The basic outline of mppnccombine-fast consists of one “Writer” rank and one or more “Reader” ranks. The Writer rank handles all writing to the output file, while the Reader ranks read in data from the many files to be collated and send the data to the Writer rank.

The main slowdown in copying compressed variables is that the hdf5 library has to de-compress them during the read, and re-compress them during the write. mppnccombine-fast works around this by using HDF5 1.10.2’s direct IO functions H5DOwrite_chunk() and H5DOread_chunk() to copy the compressed data from one file to the other directly, rather than going through the de-compress/re-compress cycle.

To get a even larger speedup MPI is used to have separate read and write processes, since HDF5 IO is a blocking function.

Since the NetCDF4 library is much nicer to use, but doesn’t provide public access to the underlying HDF5 file, we need to do a bit of musical chairs with the files, swapping between NetCDF4 and HDF5 modes by re-opening the files.

digraph ranks {
    subgraph cluster_writer {
        copy_uncollated -> async_loop -> all_ended

        label = "Writer"
        copy_uncollated [label = "Copy Uncollated Vars"]
        async_loop [label = "Async Write Loop"]
        all_ended [label = "All Readers Ended"]
        rank = same
    }

    subgraph cluster_reader {
        open_file -> send_chunks -> end_of_files

        label = "Reader"
        open_file [label = "Open File"]
        send_chunks [label = "Send Collated Chunks"]
        end_of_files [label = "All Files Read"]
        rank = same
    }

    send_chunks:s -> open_file:e [constraint=false]

    async_loop:s -> async_loop:n [constraint=false]

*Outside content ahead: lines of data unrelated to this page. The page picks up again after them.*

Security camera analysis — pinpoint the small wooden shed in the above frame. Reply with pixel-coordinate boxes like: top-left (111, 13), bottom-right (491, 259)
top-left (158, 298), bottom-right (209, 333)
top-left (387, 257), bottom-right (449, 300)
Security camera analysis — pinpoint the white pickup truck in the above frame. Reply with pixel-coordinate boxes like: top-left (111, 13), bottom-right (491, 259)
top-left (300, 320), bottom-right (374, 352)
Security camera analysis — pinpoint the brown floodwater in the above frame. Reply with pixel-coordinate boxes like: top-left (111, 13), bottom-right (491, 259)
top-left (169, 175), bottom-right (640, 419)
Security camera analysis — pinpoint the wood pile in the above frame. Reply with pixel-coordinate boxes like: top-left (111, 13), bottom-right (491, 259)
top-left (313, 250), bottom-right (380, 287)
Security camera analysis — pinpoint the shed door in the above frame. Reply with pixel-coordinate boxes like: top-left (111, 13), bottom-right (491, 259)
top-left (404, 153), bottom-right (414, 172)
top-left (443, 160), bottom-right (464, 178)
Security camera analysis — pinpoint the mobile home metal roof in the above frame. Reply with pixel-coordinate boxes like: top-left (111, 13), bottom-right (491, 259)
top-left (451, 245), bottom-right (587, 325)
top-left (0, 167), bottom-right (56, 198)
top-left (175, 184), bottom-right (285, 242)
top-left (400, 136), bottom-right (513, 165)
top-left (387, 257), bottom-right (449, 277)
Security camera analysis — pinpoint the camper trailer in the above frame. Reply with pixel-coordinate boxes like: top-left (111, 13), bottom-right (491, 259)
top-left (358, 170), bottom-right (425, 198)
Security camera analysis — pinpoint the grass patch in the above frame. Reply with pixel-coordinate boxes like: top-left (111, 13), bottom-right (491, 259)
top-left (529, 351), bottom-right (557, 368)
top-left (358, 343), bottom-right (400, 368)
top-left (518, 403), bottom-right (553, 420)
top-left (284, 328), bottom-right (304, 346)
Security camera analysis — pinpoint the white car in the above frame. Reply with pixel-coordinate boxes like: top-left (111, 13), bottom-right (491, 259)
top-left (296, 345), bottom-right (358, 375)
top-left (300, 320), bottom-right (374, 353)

    send_chunks -> async_loop [constraint=false]
    end_of_files -> async_loop [constraint=false]
}

Writer Rank

The Writer starts out by copying the dimensions, attributes and any uncollated variables from the first of the listed input files using the NetCDF API in init() and copy_contiguous(). It then re-opens the file using the HDF5 API and enters the ‘Async Write Loop’ in run_async_writer().

This loop polls for any incoming MPI messages from the Reader processes then performs some action (e.g. write a compressed chunk directly to the file at some location). Once a Reader has finished reading all of its input files it sends a close message to the Writer rank, once all close messages have been received the Writer rank closes the output file and exits.

Reader Ranks

The Readers distribute input files amonst themselves using a shared atomic counter. When a Reader is ready for a new file it gets the next value from the counter, then in copy_chunked() opens that file using NetCDF to query its attributes and discover and copy collated variables.

Depending on the chunking and alignment of the file the Reader will decide to copy the data either in uncompressed form using NetCDF with copy_netcdf_variable_chunks() or directly copying the compressed chunks by re-opening the file in HDF5 mode with copy_hdf5_variable_chunks().

Once all available files have been read the Reader sends a final close message to the Writer and exits.

The Async Write Loop

The Async write loop is set up to handle a number of messages that the Readers will send to the Writer

The Writer asyncronously polls for these messages in run_async_writer(), then actions them in receive_open_variable_async() etc.